53rd Camellia Show comes to town
Published 10:39 am Thursday, February 4, 2016
The Brookhaven Camellia Society will have its 53rd annual Camellia Show Saturday at the Brookhaven Recreation Department.
“It’s an opportunity for people to see a lot of blooms in one place, and then to also have an opportunity to go out and buy a camellia if they want to,” show chairman Homer Richardson said. “But it’s mainly to come and see camellias.”
Blooms can be entered from 7:30 a.m. to 11 a.m., when judging begins.
“We do the judging, and then it’s open to the public from 2 p.m. to 5 p.m. on Saturday,” Richardson said. “No tickets. It’s all free. We’ll also have a vendor that’s bringing in camellia plants that will be available from 8 a.m. until when we finish up that afternoon, so if people want to look around at some of the blooms and buy a plant, they can do that.”
Richardson said there should be several hundred blooms at the show.
“We have people who grow camellias that’s coming all the way from Florida, Alabama, Mississippi and Texas and they bring blooms and they come in to also judge the shows,” he said.
The camellias are then judged in categories according to size.
“Then the winners — the best of the best — go to the head table,” Richardson said. “They will have individual prizes for each of these. Best Lincoln County, for example.”
Richardson said he and his wife fell in love with camellias when they moved to Brookhaven in 1989.
“They’re one of the few plants that bloom in the winter time. You don’t see many of those if you get to be too far up north, because it gets too cold for them to be growing outside. You can grow them in a greenhouse. We were down here and we saw a camellia show that was advertised in the newspaper. She went down there and won a camellia, and from that point on we have been planting camellias, growing camellias, showing camellias and judging camellias.”

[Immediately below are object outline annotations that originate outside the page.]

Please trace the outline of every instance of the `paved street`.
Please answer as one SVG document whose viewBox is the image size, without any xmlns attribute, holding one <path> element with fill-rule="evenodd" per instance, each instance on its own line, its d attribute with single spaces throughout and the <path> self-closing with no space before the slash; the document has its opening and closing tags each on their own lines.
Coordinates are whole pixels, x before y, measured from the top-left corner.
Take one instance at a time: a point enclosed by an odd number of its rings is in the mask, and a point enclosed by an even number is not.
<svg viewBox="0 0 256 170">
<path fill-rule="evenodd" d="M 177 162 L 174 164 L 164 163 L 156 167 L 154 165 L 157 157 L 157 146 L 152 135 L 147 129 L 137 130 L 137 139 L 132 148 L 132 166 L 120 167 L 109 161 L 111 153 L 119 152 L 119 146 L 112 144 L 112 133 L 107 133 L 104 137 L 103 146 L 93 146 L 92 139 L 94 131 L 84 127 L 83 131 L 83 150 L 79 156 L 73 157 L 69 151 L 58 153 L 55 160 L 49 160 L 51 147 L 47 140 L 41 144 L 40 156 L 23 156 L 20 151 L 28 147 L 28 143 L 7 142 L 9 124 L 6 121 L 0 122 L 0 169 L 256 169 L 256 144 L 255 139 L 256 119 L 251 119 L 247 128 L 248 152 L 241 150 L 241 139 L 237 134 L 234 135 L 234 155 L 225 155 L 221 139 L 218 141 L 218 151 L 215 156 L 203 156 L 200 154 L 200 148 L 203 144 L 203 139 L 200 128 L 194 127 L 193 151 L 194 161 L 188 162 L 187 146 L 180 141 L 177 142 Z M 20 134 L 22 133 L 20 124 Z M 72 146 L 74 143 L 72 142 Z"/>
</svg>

Richardson said people are drawn to camellias because of their huge variety.
“These can go all the way from white to pink to red and all shades in-between,” Richardson said. “The other variety is the sizes they can be. They can be an inch and a half across or nearly as large as 8 inches in some cases. It’s just so many different forms of them. So I think that makes them sort of unique. So many varieties. There’s over 50,000 named varieties of camellias.”
The Camellia Show in Brookhaven is one of only two in Mississippi, according to Richardson.